Daman is a part of the Union Territory of Dadra & Nagar Haveli, and Daman & Diu. A drive of roughly 3.5 hours from Mumbai along National Highway-8, it’s situated on the Coast of the Arabian Sea, almost at the tip where Maharashtra ends and Gujarat begins. So, Daman is very near to Vapi and Bhilad, cities in Gujarat close to Maharashtra. There are numerous signboards that conveniently lead you to Daman.
Daman is divided into two- Moti Daman and Nani Daman, connected via a bridge. Pre-independence, Daman used to be a Portuguese colony.
We stayed at a resort in Nani Daman, bang opposite Devka Beach. The beach is very clean, with blue waves and black sands. But what stands out as remarkable is the long and wide main road in Daman, which is lined with resorts on one side and the beautiful beachside promenade on the other. The promenade is lengthy and neat, adjoining the beach with ample benches to sit and relax, plus of course a walking track. A drive along the road or a jog along the promenade, either way, your heart fills with peace and calm. There’s hardly any garbage on the beach or potholes on the road, public property is well maintained.
The next morning, we drove to Moti Daman and we were totally bowled over by the Portuguese-style architecture all over. The walls enclosing the Fort area are tall but easy to climb, thanks to the staircases. You get a full view of the city and the sea from atop the fort wall.
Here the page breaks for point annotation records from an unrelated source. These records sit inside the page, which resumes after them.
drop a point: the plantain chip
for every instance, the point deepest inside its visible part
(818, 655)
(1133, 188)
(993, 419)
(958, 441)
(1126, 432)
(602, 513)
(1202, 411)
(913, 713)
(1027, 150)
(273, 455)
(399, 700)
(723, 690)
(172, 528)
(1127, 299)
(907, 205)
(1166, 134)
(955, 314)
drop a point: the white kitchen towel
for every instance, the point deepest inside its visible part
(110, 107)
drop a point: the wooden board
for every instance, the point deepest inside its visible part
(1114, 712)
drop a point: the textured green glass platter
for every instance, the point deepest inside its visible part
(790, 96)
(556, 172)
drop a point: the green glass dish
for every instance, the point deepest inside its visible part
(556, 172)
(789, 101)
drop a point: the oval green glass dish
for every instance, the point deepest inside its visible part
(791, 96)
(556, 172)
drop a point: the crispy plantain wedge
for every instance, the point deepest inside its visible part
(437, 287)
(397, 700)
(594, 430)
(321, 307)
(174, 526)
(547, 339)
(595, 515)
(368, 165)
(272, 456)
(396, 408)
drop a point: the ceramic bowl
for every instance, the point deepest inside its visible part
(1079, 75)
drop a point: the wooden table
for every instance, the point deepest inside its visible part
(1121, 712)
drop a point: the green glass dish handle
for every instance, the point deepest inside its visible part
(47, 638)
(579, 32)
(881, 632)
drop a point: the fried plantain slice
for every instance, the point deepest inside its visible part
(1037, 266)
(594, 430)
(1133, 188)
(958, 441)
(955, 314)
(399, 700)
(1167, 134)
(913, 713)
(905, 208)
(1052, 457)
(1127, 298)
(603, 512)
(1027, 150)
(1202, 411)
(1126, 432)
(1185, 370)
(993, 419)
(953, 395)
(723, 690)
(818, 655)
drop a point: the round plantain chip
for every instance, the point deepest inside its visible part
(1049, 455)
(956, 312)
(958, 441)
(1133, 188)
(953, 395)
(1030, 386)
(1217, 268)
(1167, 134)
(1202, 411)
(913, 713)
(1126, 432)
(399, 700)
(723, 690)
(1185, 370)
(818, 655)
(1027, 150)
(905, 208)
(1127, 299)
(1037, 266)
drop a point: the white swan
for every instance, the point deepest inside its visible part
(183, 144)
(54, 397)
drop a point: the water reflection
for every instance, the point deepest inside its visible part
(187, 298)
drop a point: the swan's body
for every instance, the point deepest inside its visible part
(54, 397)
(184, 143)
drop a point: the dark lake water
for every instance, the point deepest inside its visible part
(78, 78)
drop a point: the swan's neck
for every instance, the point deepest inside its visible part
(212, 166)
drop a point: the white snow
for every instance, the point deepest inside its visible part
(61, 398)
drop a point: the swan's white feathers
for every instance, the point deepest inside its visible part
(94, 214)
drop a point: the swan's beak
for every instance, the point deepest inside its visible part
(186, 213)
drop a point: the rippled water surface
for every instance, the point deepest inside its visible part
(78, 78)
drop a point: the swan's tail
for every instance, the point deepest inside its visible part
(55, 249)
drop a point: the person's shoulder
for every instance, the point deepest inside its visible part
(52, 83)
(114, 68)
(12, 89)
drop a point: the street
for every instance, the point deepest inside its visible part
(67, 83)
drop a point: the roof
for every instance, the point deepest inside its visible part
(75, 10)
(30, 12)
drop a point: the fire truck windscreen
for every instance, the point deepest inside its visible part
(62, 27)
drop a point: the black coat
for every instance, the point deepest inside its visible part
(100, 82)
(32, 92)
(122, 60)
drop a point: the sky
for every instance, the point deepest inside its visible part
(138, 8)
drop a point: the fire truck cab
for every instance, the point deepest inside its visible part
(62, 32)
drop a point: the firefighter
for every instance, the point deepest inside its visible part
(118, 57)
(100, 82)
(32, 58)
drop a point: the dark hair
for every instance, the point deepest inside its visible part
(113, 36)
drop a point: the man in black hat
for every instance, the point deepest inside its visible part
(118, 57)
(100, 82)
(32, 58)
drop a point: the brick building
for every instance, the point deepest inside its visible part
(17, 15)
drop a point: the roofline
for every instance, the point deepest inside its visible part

The town of Moti Daman is most popular for the Bom Jesus church, a majestic structure built way back in history by the Portuguese invaders. We parked our car near the fort and walked around; it was beautiful. The thatched houses with their verandas look like Goa or Kerala. There’s greenery everywhere and the cobblestone pavements give the town a colonial feel. The post office, the library, the cafes, and the municipality building, all are painted in shades of yellow and blue, like a little European village. The neatness of the place is amazing indeed.
And on the other side of the fort lies the vast Jampore beach. There are some water sports activities at the beginning of the beach, but as you walk further north, there’s an immensely long promenade adjoining the sea. The entire stretch is peaceful and spacious, with sea and waves accompanying you.